Weight or resistance training doesn’t prompt the brain to produce more BDNF, the researchers said. They said that the stress high-intensity training imposes on mature brains and body may reverse any of its positive effects.
So long, sit-ups
As for that legendary exercise to flatten tummies and carve up the abs, in case you missed it, experts say it’s time to say hasta la vista to sit-ups. Various branches of the military, which made this calisthenic integral to fitness lore, recently have decided they want to deep-six the sit up, saying, as many experts have, that the exercise puts too much stress on the lower back. [Here’s the link to the full Wall Street Journal article, in case you can get past their pay wall.] It doesn’t do all that much for flattening and toning the belly, either . The alternative? Try planks.
For those who committed to weight reduction goals for the New Year, it may feel like walking the plank to lose any pounds.
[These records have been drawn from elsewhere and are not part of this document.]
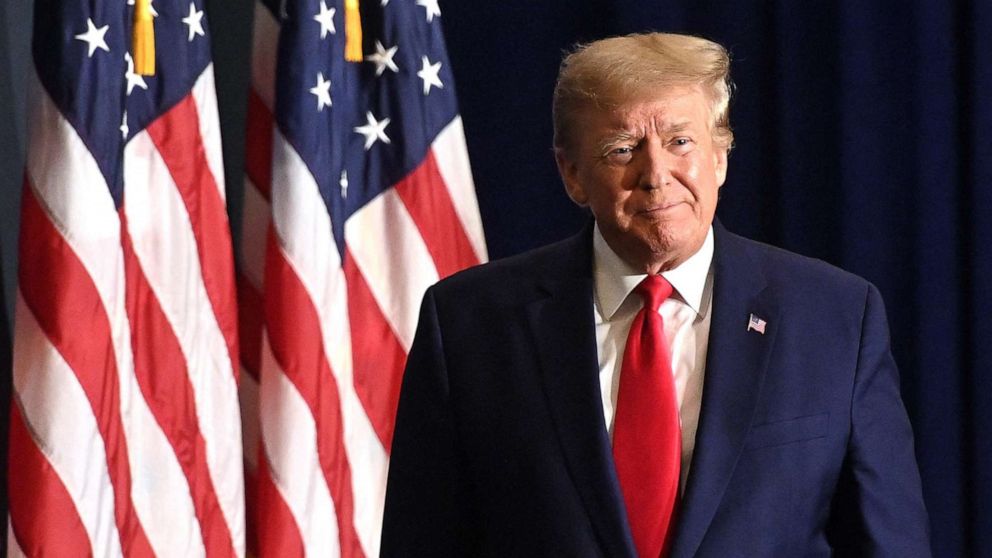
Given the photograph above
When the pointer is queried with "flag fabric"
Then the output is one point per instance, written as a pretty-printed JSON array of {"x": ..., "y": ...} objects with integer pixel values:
[
  {"x": 125, "y": 434},
  {"x": 358, "y": 197}
]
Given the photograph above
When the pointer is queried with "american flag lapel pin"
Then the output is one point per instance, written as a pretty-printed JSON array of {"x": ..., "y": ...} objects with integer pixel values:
[{"x": 755, "y": 323}]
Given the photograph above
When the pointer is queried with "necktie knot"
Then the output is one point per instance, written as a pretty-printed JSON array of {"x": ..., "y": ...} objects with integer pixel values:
[{"x": 654, "y": 289}]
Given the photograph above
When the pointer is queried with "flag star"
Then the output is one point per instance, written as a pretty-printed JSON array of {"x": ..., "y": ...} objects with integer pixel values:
[
  {"x": 374, "y": 130},
  {"x": 383, "y": 58},
  {"x": 429, "y": 73},
  {"x": 94, "y": 37},
  {"x": 124, "y": 128},
  {"x": 133, "y": 79},
  {"x": 195, "y": 22},
  {"x": 322, "y": 91},
  {"x": 432, "y": 9},
  {"x": 326, "y": 20}
]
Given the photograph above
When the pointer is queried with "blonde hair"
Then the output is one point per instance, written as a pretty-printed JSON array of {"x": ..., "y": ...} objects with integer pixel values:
[{"x": 607, "y": 72}]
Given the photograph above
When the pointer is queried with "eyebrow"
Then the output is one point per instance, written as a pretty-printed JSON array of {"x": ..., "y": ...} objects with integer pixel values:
[{"x": 622, "y": 135}]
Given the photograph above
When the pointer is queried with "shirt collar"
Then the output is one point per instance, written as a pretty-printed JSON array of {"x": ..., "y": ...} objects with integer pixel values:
[{"x": 614, "y": 278}]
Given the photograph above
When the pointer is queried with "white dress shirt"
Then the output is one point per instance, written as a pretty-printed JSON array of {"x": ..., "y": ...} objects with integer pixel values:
[{"x": 686, "y": 315}]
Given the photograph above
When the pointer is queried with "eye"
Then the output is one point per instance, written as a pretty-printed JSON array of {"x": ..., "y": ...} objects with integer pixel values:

Research continues to pile up that weight loss may be a more complex issue than just exercising more and eating less─though those are two basic elements to any reduction plan.
Poverty’s long-lasting harm
Grow up poor? That may have a lifelong effect on your weight control, researchers say. Long after individuals are exposed to an early life of hard knocks, they “seem to have a significantly harder time regulating their food intake, even when they aren’t hungry.” As one of the lead experts in a recent Texas Christian University study observed: “We found that they eat comparably high amounts regardless of their need.”
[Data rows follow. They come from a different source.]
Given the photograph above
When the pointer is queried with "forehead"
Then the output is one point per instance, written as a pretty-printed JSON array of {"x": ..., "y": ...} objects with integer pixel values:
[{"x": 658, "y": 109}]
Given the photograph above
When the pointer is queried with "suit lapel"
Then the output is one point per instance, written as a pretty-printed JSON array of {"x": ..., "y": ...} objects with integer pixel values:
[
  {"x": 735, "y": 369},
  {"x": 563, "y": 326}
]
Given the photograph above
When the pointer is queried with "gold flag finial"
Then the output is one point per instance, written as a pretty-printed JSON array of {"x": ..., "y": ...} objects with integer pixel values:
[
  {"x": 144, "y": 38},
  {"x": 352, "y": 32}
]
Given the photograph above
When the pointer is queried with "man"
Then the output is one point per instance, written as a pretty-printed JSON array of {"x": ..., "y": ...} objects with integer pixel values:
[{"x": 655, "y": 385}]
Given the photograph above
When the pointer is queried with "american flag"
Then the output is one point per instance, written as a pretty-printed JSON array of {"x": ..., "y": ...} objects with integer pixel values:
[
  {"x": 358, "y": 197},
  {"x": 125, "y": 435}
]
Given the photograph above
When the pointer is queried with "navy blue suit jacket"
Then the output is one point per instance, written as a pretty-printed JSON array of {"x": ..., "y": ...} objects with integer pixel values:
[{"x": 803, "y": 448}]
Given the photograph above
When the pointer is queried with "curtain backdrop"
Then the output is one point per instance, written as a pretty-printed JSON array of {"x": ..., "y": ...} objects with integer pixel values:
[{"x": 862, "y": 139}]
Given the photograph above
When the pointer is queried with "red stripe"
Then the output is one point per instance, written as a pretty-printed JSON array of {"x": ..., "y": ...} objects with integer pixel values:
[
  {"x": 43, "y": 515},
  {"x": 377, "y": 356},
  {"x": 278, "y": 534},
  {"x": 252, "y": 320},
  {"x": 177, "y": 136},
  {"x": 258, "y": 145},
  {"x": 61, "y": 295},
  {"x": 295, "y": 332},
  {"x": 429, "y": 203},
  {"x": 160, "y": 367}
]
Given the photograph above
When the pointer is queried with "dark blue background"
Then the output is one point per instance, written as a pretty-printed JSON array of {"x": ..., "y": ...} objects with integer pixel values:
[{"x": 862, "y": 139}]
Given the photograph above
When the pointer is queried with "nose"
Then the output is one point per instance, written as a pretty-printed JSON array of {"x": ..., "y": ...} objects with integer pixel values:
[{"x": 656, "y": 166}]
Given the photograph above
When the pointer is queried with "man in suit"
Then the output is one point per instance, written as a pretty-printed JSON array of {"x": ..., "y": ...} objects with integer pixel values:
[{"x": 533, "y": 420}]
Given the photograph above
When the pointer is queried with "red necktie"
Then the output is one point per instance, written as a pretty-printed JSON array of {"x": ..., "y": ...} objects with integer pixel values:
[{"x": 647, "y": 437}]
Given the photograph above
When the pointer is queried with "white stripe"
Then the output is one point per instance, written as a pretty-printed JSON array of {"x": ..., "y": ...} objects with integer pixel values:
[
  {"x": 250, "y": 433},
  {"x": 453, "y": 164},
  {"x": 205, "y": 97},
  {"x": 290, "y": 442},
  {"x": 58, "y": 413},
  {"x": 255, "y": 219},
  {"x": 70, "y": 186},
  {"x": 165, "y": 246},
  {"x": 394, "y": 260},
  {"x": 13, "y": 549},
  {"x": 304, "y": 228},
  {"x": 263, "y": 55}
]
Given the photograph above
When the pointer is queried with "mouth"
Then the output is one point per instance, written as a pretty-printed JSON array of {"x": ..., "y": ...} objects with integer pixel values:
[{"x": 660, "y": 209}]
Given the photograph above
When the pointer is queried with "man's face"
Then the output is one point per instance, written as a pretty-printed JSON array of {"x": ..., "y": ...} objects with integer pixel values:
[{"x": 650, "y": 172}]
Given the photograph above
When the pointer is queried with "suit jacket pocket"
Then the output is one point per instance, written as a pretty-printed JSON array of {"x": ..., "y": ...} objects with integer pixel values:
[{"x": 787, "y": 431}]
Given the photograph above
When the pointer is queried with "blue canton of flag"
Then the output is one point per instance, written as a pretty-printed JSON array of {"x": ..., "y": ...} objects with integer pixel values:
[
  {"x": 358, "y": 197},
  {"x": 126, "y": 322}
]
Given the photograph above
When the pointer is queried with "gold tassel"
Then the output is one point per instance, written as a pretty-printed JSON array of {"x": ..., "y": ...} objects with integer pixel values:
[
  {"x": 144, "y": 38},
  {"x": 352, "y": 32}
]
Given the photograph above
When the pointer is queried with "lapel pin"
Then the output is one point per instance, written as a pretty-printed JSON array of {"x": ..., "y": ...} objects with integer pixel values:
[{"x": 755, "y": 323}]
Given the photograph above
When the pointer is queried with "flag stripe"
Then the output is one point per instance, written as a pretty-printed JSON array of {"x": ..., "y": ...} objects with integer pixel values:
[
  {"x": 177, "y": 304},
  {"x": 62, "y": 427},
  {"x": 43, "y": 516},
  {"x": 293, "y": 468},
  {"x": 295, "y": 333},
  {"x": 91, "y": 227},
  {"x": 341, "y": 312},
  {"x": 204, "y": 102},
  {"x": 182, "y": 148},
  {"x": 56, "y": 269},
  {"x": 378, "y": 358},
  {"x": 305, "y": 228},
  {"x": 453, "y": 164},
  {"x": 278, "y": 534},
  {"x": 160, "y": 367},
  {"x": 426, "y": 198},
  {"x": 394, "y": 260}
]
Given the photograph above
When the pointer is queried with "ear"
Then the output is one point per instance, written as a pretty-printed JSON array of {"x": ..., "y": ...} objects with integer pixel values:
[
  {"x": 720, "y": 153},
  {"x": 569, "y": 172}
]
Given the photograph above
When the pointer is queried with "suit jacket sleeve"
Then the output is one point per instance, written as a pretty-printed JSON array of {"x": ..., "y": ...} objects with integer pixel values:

The researchers are still investigating. But they theorize that kids who grow up poor don’t get good guidance about healthful consumption, learning to eat whatever and whenever food’s available, not just when they need to (they’re hungry). This disrupts the body’s natural cluing systems, and, over time, this may grow ingrained. Although it may be possible to disrupt this pattern, as the Washington Post observes of the study’s implications:
If there is such a gap between how poor and rich children interact with food that carries over to rest of their lives, it complicates our understanding of why here in the United States, contrary to international trends, poor people are far more prone to obesity than their wealthier counterparts. Many have posited that it’s not how much poorer households are eating, but what they are eating that has caused this trend. And there is plenty of reason to believe there is truth to this—studies have shown, after all, that lower income families choose substantially less healthy foods than others. The harms of unhealthier diets, however, are all the more nefarious when they’re coupled with a fractured ability to regulate eating.
Other researchers are investigating, too, whether the very gut itself─or more specifically the human biome, the myriad micro-organisms that have come to dwell there in the eons of evolution─may play a role in whether humans are thin or fat. A new investigation soon to start of the human biome’s effect on weight isn’t the most appetizing to describe (hint: poop pills). But folks have tried far stranger and more tortuous ways to lose weight, right?
Chew(y) on this, texting fiends
Lastly, for those who resolved to walk more to be healthy in the New Year: Please, make those strolls free(r) of smartphones and other hand-held devices. The Wall Street Journal found a clever way, in a video, to illustrate the growing problem of device-distracted pedestrians and their potential for injury. It’s worth checking out. But having been on the Right Coast and in San Francisco, there’s enough street weirdness (as in Washington), that maybe it is easy to miss a six-foot fur-covered character?